I'll Tell You Where Your Ten Bux Goes!
Recently a guy posed an interesting question on the Something Awful forums.
Of course, he was banned for being a terrible shitposter and putting his nose where it didn't belong on top of it, but it's a question we'd all love to know the answers to, if only because we are whores for all the dirt and gossip we can get our fat fingers on. Once you plunk down the cash for an account on the forums, where does that money go?
OfF KiLTeR suggested alcohol, but immediately withdrew his thought because $10 can't possibly buy any amount of alcohol that may be enjoyed by any one person. He came to the ultimate conclusion that it couldn't be spent on anything good, the least of which on resources to sustain the operation of the forums he failed to be accepted at.
But what this reject didn't realize is that $10 compounded over thousands of members can in fact sustain a forum and allow its owner to make a modest living! There have been some forum members who, over the years. have never been able to come to terms with the fact that Lowtax makes money off of his web site. When he broke the news to us earlier this year that he does in fact earn an income, many of us including myself, were stunned. There were always rumors about it but there was never an official statement.
Though we were able to move on many of his detractors are under the impression that making money is "selling out" and that the Internet should be free. The guys who answer the phones at Time Warner tech support make a good point, but recent studies have proven that making money is actually a good thing. It allows you to eat food, stimulate the economy, and buy war bonds. Another thing money lets you do is enjoy yourself with frivolous purchases like a house, something that has been a considerable sticking point with the disgruntled goon community.
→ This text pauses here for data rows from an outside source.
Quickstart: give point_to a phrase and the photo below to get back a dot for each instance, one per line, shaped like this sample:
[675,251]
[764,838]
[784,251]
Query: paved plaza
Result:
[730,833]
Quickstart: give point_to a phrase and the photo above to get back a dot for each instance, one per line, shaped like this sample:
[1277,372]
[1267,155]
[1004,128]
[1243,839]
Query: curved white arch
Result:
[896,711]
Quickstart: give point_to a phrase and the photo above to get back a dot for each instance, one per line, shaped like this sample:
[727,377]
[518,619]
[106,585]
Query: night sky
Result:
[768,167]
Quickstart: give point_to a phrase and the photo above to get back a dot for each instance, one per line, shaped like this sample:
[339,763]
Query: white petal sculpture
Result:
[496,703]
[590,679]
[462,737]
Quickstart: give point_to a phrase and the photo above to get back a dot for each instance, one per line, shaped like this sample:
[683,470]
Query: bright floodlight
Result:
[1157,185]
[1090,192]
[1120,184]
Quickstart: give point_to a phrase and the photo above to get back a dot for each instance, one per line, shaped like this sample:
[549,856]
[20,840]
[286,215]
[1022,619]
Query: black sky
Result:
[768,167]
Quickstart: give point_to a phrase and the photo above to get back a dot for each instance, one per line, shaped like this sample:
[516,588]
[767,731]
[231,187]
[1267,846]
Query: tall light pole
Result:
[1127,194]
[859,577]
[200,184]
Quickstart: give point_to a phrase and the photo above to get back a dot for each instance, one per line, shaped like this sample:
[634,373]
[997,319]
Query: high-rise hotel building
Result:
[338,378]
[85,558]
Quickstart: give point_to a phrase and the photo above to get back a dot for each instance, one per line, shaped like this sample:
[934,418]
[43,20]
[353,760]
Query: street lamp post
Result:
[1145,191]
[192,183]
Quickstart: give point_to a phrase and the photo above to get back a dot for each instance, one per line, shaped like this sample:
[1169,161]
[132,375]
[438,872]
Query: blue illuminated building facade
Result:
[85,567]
Because I believe in transparency and accountability I have decided to open up the books on Something Awful and show you, our deer readers, where the money goes. No, I didn't confuse "dear" with "deer". Our marketing research shows that actual full-blown deers read this web site, which may explain some of what's wrong with Internet advertising in the first place. That reminds me, itchy antlers got ya scratchin'? Parker's Antler Rub cures what ails you. Find it at Rite Aid, Walgreens, or wherever fine itch creams are sold for happy and healthy antlers. Tell 'em Acetone sent you! Make sure you say it! That's how I get my check.
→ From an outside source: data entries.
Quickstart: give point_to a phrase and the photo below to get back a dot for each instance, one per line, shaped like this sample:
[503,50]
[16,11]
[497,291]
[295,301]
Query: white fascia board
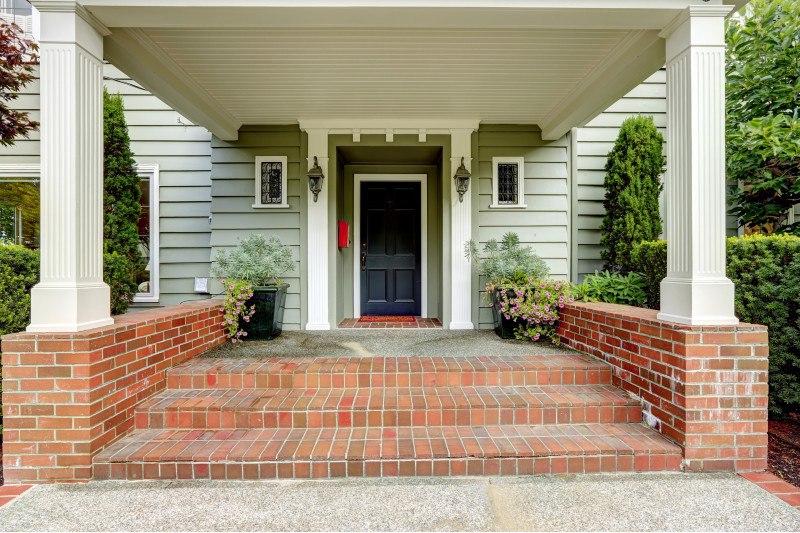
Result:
[134,53]
[631,63]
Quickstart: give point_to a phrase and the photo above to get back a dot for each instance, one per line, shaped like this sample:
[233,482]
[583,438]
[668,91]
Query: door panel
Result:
[391,274]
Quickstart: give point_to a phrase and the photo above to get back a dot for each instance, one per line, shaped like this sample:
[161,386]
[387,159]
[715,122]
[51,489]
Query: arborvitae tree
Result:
[632,188]
[121,192]
[121,207]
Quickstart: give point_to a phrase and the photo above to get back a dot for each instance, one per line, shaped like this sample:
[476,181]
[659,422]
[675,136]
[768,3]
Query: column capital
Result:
[697,25]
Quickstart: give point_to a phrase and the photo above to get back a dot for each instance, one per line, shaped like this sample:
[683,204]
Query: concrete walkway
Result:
[630,502]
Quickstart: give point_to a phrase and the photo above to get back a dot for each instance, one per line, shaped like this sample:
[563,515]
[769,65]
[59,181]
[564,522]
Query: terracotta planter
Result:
[267,322]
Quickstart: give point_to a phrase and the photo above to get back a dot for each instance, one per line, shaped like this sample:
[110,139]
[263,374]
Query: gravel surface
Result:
[380,343]
[621,502]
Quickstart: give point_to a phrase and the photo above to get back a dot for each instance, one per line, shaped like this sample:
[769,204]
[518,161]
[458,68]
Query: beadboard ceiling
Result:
[278,75]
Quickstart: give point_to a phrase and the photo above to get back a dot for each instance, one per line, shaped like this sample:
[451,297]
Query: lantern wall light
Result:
[315,179]
[461,178]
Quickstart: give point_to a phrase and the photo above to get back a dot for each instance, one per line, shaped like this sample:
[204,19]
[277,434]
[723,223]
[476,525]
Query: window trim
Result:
[284,179]
[152,172]
[520,162]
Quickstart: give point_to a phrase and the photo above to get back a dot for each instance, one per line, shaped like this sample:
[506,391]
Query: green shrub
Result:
[766,272]
[650,260]
[506,262]
[256,261]
[19,272]
[632,188]
[118,275]
[612,287]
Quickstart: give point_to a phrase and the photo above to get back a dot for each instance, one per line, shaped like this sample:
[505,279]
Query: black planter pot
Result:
[267,322]
[503,326]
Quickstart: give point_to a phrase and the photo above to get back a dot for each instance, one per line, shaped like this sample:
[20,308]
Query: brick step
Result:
[382,407]
[356,452]
[350,372]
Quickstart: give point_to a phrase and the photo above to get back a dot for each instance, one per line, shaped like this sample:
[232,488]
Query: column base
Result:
[704,302]
[69,308]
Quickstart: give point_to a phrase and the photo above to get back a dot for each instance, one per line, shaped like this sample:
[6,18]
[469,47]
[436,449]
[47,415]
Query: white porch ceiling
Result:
[278,75]
[554,63]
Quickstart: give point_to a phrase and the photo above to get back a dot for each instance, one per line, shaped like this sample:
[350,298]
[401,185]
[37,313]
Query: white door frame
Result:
[357,180]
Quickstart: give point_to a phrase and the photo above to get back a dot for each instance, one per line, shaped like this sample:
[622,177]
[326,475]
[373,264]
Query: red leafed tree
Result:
[18,56]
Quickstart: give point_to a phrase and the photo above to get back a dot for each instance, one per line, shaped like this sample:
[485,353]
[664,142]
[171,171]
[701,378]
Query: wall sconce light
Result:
[315,177]
[462,180]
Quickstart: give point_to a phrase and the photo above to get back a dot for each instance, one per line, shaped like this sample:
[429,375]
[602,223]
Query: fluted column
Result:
[460,233]
[318,235]
[696,290]
[71,295]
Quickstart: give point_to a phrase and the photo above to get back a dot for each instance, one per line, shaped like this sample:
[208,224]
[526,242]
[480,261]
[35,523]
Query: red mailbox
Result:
[344,234]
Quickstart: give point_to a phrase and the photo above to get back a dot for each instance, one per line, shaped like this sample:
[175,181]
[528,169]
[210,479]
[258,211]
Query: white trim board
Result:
[358,179]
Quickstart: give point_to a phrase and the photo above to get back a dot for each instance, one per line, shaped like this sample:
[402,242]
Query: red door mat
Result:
[379,318]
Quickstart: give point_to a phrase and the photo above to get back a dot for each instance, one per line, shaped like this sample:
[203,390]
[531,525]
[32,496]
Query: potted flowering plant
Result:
[514,274]
[255,296]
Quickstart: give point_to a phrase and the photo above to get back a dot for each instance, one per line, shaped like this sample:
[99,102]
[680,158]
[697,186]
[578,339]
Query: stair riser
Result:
[257,380]
[244,419]
[390,468]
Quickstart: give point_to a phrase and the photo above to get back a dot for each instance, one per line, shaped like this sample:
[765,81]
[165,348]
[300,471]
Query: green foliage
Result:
[19,272]
[632,188]
[650,260]
[118,275]
[766,272]
[534,306]
[506,261]
[763,131]
[613,287]
[121,192]
[256,261]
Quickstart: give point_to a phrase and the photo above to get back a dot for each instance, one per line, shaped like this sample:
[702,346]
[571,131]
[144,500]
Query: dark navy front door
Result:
[389,249]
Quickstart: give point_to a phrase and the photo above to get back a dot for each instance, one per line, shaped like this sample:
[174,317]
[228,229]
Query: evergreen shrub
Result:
[766,273]
[121,207]
[632,189]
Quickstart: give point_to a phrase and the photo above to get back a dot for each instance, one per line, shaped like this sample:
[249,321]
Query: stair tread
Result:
[400,398]
[363,444]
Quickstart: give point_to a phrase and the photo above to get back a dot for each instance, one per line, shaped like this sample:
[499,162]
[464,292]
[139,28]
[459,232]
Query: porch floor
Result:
[368,342]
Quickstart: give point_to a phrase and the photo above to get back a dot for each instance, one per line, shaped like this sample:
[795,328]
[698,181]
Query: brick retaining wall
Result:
[704,387]
[68,395]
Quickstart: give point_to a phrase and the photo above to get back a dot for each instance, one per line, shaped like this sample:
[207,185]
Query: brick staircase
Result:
[441,416]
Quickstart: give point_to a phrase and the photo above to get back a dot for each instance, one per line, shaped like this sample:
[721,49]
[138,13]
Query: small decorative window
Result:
[271,182]
[508,182]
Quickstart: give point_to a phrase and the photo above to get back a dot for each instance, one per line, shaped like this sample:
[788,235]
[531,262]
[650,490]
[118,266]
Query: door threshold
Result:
[418,323]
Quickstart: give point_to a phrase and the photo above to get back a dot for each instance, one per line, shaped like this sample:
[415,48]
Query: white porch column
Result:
[71,295]
[318,235]
[696,290]
[460,232]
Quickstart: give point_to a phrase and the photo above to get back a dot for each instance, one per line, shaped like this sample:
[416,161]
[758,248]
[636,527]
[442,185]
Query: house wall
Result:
[233,194]
[544,224]
[592,145]
[182,150]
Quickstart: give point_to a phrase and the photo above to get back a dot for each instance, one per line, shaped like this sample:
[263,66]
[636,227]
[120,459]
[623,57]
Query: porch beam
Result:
[71,295]
[134,53]
[696,290]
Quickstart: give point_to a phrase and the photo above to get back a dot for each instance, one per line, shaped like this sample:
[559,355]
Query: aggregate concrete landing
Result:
[640,502]
[385,343]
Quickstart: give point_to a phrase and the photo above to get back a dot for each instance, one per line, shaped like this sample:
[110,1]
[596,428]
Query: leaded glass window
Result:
[507,183]
[271,183]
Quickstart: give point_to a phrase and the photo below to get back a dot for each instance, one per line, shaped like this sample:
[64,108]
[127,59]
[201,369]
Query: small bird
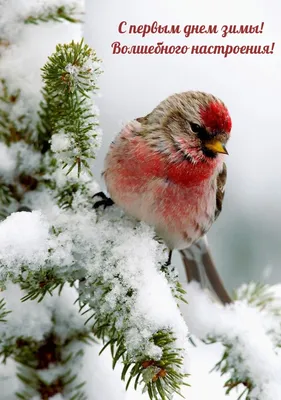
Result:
[167,169]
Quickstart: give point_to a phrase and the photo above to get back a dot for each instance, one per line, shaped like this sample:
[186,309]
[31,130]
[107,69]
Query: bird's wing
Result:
[197,259]
[221,181]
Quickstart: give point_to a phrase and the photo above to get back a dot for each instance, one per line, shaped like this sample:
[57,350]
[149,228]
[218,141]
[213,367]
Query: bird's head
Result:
[196,125]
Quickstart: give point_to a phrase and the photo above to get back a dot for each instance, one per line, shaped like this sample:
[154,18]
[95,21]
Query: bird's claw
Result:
[105,202]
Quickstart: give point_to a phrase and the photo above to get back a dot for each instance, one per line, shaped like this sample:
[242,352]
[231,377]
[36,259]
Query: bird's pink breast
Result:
[173,197]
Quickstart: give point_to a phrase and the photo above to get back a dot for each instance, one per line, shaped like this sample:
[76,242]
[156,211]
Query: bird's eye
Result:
[195,127]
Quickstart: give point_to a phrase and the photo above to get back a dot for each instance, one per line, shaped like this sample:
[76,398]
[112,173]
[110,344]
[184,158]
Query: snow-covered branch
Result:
[249,330]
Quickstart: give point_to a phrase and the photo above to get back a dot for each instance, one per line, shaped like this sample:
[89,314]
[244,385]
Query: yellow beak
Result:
[216,146]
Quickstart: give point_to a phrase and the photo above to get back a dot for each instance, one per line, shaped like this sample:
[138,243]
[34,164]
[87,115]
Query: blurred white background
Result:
[246,239]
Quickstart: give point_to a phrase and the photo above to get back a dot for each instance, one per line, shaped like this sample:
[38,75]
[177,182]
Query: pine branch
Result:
[233,362]
[67,115]
[12,130]
[57,14]
[3,311]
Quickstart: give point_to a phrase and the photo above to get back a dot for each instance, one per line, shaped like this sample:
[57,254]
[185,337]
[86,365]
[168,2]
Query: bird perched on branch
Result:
[168,170]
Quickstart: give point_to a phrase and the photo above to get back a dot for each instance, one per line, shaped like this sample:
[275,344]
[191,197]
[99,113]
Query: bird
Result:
[168,169]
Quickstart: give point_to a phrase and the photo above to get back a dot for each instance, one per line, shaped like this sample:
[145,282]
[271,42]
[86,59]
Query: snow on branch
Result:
[46,340]
[70,78]
[249,329]
[129,298]
[15,13]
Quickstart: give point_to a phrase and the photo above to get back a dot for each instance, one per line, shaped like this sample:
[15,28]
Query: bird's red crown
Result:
[216,117]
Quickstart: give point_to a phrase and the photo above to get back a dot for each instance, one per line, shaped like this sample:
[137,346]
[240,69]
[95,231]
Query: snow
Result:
[249,329]
[23,241]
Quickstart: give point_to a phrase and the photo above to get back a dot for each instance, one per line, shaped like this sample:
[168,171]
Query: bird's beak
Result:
[216,146]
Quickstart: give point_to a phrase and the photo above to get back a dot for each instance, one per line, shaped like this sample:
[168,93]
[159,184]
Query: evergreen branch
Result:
[59,14]
[6,196]
[67,115]
[232,362]
[160,376]
[12,130]
[3,311]
[39,283]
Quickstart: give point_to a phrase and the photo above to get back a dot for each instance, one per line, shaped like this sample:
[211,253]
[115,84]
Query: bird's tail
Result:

Bandwidth: Today, bandwidth is very expensive and only the ten richest kings of Africa can afford it. But it wasn't always this way. Back in the early days of the Internet you'd go down to your local pharmacist for all your online needs. "Gimmie ten packets for a nickel," you'd say. He'd reply, "Got some postin' to do tonight, aye?" to which you'd say, "Gonna comment on Amos 'n' Andy in real-time with my buddies as we listen live. I'm tellin' you Gus, this season has just been somethin' awful!" Many old timers still tell these tales and youngsters are amazed. Today you can't get one packet for a dollar even on double coupon day and pharmacists are relics of the past.
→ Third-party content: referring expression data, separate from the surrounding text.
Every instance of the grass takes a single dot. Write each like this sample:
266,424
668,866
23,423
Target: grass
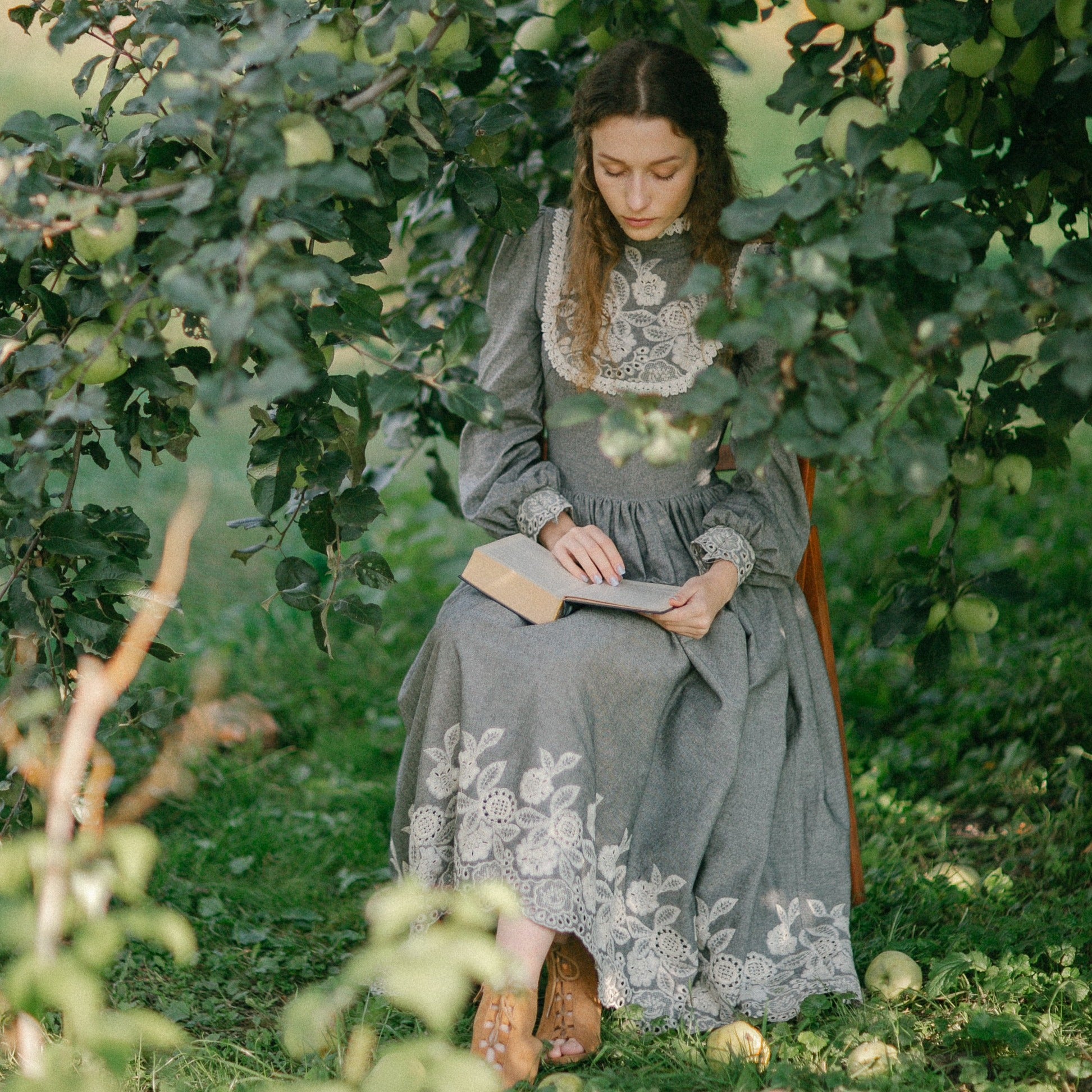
275,853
As the Internet became a popular hang out to meet people as screwed up as you are and reinforce your negative traits through solidarity, bandwidth demand started increasing rapidly and the local pharmacist just couldn't keep up. Soon the government started running bandwidth pipes to people's homes and Internet access became a necessary public utility not unlike electricity and Tivo.
Unfortunately our short-sighted politicians did not anticipate the increasing demand and soon the pipes became clogged with shit posts and Internet memes. It's sort of like how the massive American dumps of today clog the outdated pipes of the 1950s, when the tallest humans were only 5 feet high and cheese didn't come out of an aerosol can. The private sector soon stepped in and installed "fat pipes" that would allow the massive packets full of virtual shit to continue to their ultimate destination, grandma's inbox. These fat pipes came at a price and now bandwidth is sold at a hefty premium.
Much of Something Awful's revenue goes towards paying for this bandwidth. SA is one of the largest forums with a wide range of posters with ridiculous views and ideas. Angry packets are taxed at a higher percentage than neutral or happy packets because they are harder to stomach. Since Something Awful's forum traffic is full of nerd vitriol and white rage, the bandwidth bill can get pretty costly. Bandwidth doesn't grow on trees anymore since global warming wiped out the bandwidth tree's natural habitat, Internet companies that lack a business plan and foolish investors.
In the end about $2.50 of your ten dollar registration fee goes to paying for bandwidth fees, which top out at about $40 billion per month, with much of that money going to government kickbacks and slush funds, just as the way our forefathers intended.